Si l’anarchie est avant tout une « révolte viscérale », Emma Goldmann a épousé et servi à corps perdu toutes les révoltes de son temps. Cette propagandiste anarchiste à la trempe de tribun en a épuisé aussi toutes les désillusions, d’emprisonnements en exils, sans jamais se renier - et désarmer.

Le vocable « anarchie » remonte au grec ancien et s’entend toujours sur un mode péjoratif (au sens de « chaos » ou de « désordre »...), mais Emma Goldmann, nourrie de la pensée de Pierre-Joseph Proudhon (1809-1865) et de Pierre Kropotkine (1842-1921), l’a revivifié au fil d’une vie intense, portée par une véritable « force utopique » et un féminisme incarné avec audace.
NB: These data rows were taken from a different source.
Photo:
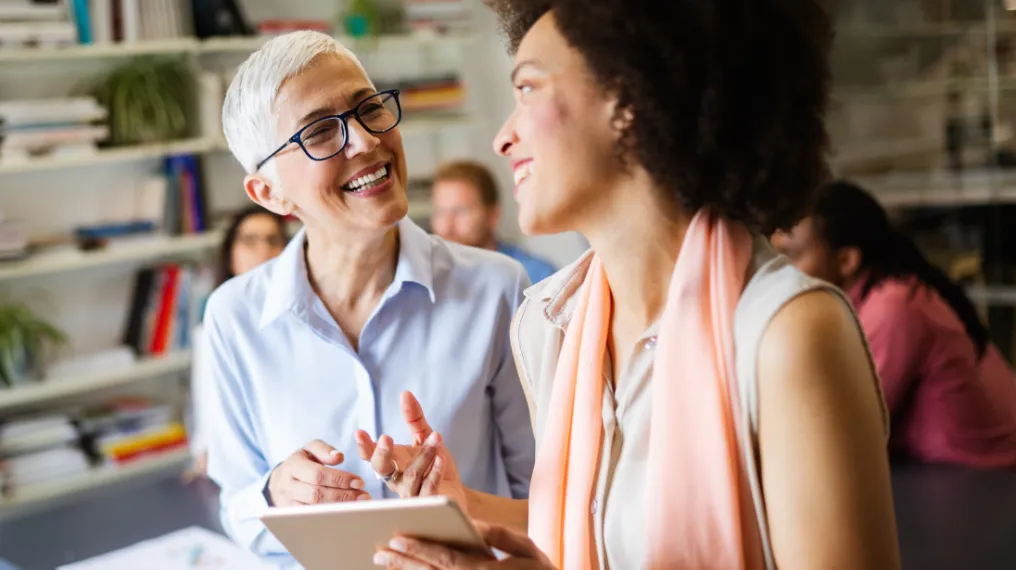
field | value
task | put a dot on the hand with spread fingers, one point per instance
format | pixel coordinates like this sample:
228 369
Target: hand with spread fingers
308 477
409 554
424 468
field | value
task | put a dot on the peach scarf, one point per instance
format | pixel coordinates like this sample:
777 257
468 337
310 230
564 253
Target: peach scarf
699 508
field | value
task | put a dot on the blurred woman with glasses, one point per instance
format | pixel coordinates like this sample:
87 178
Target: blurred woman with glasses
360 306
254 236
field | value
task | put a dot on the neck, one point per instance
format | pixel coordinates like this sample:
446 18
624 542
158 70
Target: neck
638 244
358 268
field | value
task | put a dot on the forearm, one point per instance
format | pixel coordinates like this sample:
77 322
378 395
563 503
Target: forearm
513 513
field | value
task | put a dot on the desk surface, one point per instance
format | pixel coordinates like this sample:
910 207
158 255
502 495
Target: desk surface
949 518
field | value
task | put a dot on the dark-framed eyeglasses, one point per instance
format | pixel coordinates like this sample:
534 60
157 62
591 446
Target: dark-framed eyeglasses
327 136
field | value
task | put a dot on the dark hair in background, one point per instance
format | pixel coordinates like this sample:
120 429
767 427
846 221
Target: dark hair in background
226 253
727 98
846 215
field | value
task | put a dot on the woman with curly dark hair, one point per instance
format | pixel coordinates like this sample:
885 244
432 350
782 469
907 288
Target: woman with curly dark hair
950 393
698 402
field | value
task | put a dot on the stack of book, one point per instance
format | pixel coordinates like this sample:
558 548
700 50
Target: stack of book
186 210
166 306
131 429
26 24
442 16
101 21
429 95
40 450
54 126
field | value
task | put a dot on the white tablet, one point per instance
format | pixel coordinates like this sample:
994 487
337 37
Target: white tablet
346 534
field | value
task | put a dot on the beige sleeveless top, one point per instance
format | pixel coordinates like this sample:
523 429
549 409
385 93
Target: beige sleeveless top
619 499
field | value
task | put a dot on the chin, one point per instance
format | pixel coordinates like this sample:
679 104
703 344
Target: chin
534 224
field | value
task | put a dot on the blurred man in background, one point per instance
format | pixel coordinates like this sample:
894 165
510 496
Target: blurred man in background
466 210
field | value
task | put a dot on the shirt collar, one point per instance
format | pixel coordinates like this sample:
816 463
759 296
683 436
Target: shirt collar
558 293
290 286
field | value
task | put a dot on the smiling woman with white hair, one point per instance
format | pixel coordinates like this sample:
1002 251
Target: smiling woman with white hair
362 305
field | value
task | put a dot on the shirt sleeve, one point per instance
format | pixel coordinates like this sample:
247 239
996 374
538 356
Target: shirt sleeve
893 327
511 412
202 393
236 462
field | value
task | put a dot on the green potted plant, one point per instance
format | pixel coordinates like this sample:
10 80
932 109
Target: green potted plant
148 99
22 337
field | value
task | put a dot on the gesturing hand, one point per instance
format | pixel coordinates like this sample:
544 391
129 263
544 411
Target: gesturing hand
305 479
426 467
408 554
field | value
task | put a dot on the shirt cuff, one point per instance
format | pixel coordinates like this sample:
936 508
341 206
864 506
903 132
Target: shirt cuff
252 502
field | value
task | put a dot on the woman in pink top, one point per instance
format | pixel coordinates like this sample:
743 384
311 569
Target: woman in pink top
951 394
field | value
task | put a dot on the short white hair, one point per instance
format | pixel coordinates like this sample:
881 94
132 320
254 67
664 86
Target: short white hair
248 121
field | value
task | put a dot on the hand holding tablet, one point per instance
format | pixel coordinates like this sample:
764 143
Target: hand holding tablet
347 535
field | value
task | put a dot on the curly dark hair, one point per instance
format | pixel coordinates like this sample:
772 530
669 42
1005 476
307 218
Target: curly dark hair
727 98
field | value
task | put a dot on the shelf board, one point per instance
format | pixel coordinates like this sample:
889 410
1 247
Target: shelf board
101 51
855 155
94 479
929 29
942 188
415 125
993 296
108 155
58 388
143 249
917 89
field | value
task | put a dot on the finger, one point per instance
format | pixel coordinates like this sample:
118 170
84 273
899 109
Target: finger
508 542
310 472
382 461
396 561
313 495
433 555
415 473
413 413
323 453
434 478
365 445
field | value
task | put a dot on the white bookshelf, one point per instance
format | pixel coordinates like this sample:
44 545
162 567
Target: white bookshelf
100 51
61 388
108 155
40 495
212 46
422 124
142 249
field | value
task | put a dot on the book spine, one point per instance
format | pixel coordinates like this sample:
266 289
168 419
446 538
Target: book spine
131 16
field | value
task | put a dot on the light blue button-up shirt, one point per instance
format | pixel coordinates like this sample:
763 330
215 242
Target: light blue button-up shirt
286 373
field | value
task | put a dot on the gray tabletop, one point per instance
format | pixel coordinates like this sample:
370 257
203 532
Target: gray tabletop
949 519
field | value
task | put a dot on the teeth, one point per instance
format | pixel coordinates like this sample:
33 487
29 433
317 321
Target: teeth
363 181
522 172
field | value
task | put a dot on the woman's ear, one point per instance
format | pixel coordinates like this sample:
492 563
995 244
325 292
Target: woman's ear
261 191
848 260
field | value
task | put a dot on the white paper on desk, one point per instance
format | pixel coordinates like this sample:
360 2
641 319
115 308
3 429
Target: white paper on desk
175 552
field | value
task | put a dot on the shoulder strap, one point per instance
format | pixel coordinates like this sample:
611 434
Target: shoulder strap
774 283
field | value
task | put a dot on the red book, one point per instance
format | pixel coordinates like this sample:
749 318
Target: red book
167 309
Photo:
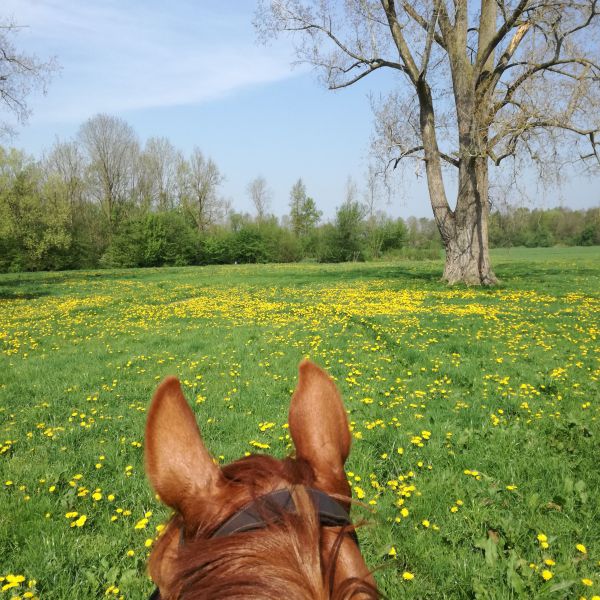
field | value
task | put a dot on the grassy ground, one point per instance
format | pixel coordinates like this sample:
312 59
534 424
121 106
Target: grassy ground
475 414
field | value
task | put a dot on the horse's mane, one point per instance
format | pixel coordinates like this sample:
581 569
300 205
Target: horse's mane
283 559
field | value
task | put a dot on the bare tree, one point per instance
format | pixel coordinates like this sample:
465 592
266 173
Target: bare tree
157 181
113 151
479 84
260 194
67 165
20 75
198 180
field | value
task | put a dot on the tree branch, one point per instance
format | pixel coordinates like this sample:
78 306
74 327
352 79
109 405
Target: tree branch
499 36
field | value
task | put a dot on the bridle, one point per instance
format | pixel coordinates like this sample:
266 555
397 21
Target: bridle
270 508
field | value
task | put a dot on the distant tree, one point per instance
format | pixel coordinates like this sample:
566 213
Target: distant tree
20 75
66 164
346 240
260 194
304 215
157 179
33 218
199 179
113 150
480 83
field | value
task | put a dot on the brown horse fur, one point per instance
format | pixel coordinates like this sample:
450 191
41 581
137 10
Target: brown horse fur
295 556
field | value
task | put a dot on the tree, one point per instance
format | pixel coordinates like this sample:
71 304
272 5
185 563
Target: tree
157 181
260 194
304 215
20 75
113 151
508 79
198 180
33 219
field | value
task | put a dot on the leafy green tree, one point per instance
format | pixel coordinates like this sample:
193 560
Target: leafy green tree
304 215
34 218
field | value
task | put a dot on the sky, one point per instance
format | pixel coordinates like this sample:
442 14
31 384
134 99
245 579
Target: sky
194 72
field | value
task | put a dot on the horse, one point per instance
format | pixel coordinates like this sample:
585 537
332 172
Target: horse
258 527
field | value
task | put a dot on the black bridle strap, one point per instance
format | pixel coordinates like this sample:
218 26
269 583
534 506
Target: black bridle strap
268 509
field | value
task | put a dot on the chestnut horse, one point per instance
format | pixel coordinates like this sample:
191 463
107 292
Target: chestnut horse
258 527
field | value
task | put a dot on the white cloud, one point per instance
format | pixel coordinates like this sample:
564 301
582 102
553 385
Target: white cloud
125 56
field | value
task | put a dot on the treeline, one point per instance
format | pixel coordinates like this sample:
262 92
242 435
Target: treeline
103 200
544 228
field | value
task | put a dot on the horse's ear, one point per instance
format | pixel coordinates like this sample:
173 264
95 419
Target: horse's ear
178 464
319 427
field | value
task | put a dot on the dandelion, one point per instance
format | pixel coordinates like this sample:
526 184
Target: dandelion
79 522
12 581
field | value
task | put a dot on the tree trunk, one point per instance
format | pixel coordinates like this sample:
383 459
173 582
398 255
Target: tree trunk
467 253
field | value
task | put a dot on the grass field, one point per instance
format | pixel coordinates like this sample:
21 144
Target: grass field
475 414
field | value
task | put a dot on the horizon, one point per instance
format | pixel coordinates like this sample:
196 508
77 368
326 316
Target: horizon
220 90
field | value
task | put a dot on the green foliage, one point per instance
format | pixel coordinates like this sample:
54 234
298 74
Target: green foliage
153 240
51 218
304 215
544 228
345 240
491 395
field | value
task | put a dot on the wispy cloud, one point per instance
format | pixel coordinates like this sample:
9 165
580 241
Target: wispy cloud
126 56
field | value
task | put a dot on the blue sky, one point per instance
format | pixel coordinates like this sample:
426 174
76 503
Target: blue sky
192 71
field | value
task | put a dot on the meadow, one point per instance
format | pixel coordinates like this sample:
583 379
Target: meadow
475 414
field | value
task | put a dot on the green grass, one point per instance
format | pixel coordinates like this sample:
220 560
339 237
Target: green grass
505 381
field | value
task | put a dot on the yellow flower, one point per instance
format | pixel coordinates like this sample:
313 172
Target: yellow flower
360 494
12 581
79 522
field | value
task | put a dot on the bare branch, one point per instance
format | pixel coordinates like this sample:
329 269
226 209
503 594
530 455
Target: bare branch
499 36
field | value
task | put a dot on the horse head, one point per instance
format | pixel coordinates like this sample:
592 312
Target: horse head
258 527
Elle nait le 27 juin 1869 à Kowno (l’actuelle Lituanie) alors dans l’empire russe, qu’elle quitte dès ses seize ans pour émigrer aux Etats-Unis, après avoir travaillé dans une fabrique de corsets à Saint-Petersbourg. La pendaison « pour l’exemple » de quatre militants libertaires le 11 novembre 1887, à la suite d’une manifestation ouvrière ayant dégénéré en massacre à Haymarket Square (Chicago) le 4 mai 1886, décide de son engagement actif pour un idéal libertaire. Cette année-là elle épouse son compatriote Jacob Kerschner, « opérateur en confection » de manteaux originaire d’Odessa , qui travaillait sur la machine à côté de la sienne, à l’usine Rubinstein de Rochester.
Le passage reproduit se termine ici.